To optimize U.S. cybersecurity using a new information-sharing enterprise network in a reduced-budget era, a top Defense Department official gave industry leaders a challenge: “We need your innovation.”
Robert J. Carey, the deputy assistant secretary of defense for information management integration and technology and the Pentagon’s chief information officer, outlined the department’s “enterprise strategy and roadmap” for members of the Armed Forces Communications and Electronics Association here April 22.
Mr.
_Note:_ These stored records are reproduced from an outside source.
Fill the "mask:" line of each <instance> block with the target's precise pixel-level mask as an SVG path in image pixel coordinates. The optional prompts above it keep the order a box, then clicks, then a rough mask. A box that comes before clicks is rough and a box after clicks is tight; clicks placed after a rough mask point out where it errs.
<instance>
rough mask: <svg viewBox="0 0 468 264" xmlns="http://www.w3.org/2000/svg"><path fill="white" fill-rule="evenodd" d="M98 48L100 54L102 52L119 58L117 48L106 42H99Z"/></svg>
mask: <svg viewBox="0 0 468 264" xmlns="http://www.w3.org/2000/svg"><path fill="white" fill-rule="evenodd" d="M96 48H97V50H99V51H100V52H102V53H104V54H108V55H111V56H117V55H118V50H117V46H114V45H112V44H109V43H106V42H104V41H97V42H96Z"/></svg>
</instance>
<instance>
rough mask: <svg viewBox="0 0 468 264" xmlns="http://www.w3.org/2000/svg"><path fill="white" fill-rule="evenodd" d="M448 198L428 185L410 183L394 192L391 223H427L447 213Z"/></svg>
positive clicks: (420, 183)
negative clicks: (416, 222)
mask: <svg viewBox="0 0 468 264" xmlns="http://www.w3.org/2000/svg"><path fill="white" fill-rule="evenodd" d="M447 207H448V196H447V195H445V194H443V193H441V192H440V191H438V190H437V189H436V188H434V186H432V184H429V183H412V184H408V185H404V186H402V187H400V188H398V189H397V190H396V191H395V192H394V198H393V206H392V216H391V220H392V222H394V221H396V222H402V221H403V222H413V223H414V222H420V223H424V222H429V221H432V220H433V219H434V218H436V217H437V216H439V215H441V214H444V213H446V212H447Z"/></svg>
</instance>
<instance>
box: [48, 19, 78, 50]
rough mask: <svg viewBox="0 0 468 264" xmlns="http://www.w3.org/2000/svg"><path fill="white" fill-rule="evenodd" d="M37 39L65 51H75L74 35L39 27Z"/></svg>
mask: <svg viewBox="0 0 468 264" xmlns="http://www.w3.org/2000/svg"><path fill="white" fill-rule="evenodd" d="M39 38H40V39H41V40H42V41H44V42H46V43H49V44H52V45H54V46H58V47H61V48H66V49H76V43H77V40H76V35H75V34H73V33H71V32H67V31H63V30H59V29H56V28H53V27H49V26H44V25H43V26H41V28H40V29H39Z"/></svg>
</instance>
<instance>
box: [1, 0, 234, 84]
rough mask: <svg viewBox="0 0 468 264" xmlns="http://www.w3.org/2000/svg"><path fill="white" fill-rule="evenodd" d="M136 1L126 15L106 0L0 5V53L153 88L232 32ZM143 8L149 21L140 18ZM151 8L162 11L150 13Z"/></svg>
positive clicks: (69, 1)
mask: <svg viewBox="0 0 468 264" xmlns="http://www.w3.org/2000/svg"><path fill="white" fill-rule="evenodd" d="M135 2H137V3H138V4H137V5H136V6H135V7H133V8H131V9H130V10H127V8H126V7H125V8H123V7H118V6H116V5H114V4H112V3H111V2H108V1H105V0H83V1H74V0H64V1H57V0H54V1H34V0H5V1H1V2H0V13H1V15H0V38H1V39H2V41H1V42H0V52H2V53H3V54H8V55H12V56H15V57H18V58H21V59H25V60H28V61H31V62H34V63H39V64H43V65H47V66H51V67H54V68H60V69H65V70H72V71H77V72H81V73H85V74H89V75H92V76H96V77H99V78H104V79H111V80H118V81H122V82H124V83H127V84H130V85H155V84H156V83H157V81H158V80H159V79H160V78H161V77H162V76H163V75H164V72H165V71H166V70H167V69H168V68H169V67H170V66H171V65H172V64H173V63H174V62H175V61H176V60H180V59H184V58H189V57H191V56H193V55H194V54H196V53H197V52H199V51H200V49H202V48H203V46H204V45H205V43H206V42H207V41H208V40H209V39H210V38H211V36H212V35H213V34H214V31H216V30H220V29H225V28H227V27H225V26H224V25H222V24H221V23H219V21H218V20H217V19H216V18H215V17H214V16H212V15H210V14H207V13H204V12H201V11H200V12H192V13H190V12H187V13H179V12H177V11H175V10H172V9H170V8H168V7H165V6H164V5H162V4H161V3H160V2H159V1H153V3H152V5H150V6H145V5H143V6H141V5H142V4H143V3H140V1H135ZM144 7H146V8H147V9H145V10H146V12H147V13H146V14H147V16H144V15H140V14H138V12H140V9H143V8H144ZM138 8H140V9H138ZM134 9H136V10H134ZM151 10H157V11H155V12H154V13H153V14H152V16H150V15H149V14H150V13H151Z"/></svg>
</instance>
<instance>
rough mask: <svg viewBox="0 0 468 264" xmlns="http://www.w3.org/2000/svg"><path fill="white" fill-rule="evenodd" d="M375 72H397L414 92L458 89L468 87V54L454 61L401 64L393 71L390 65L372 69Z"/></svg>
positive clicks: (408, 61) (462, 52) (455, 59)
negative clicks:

Carey said the plan would bring all branches of the military together on the same information-sharing network system.
“It’s not about consolidation as much as it is about raising security, while keeping enterprise in view,” he said. “Improving cybersecurity is what this is about.”
Making sure firewalls get trusted information and driving costs down while raising the security bar form the nexus of the effort, Mr. Carey said.
“When a service member is downrange, he doesn’t care where the information comes from, only that it’s at hand and he can do something with it,” Mr. Carey said. “Enterprise is actionable, timely, relevant, trusted information.”
And while it seems simple to provide, he said, the existence of many networks makes it difficult.
Defense budget cuts have become the catalyst for change, Mr. Carey told the industry leaders, and finding efficiencies to run the department has become essential.
“If we keep doing what we’ve done (with past funding), we’re not going to get there,” he said.
The enterprise network, however, would cost little, because the system’s architecture would result from a “bottom-up” approach, Mr. Carey said, with DOD making new uses out of existing network equipment from all military branches.
“It’s really hard to defend (the department’s) 15,000-ish networks and 10,000 applications and systems,” he acknowledged.
But even with a substantial amount of details yet to be ironed out, including network optimization, data center consolidation, data tagging and others, Mr. Carey said some efficiency initiatives already are paying off after six to eight months of work, such as in tracking identity on classified networks.
“It’s actually starting to happen,” he said.
Email is another challenge.
“There are a lot of email systems out there,” he told the group. “We’ve got to buy what we have better, and use what we have better.”
Mr. Carey said all branches of the military bought email systems and set them up command by command, ship by ship, with no tightly knit communications system. But now, he added, enterprise system purchases for hardware and software will be viewed with a critical eye.
“We need to look at: ‘Is it applicable at the enterprise level? If it is, how can I buy it better than I’m buying it now? How can I use my money more wisely for the taxpayer?'” Mr. Carey said.
The challenges of the new enterprise system will be many, Mr. Carey said, but he added that he believes it is a proven system that is both cost-effective and essential for improved cybersecurity.
“We are starting this pump with the water we already have,” he said, noting the drop in funding for the enterprise network system. “And the defense leadership recognizes that factor.”
Launching the system will take more time with less funding, Mr. Carey said, “but we’re still going forward, because this can be done on its own gravity.”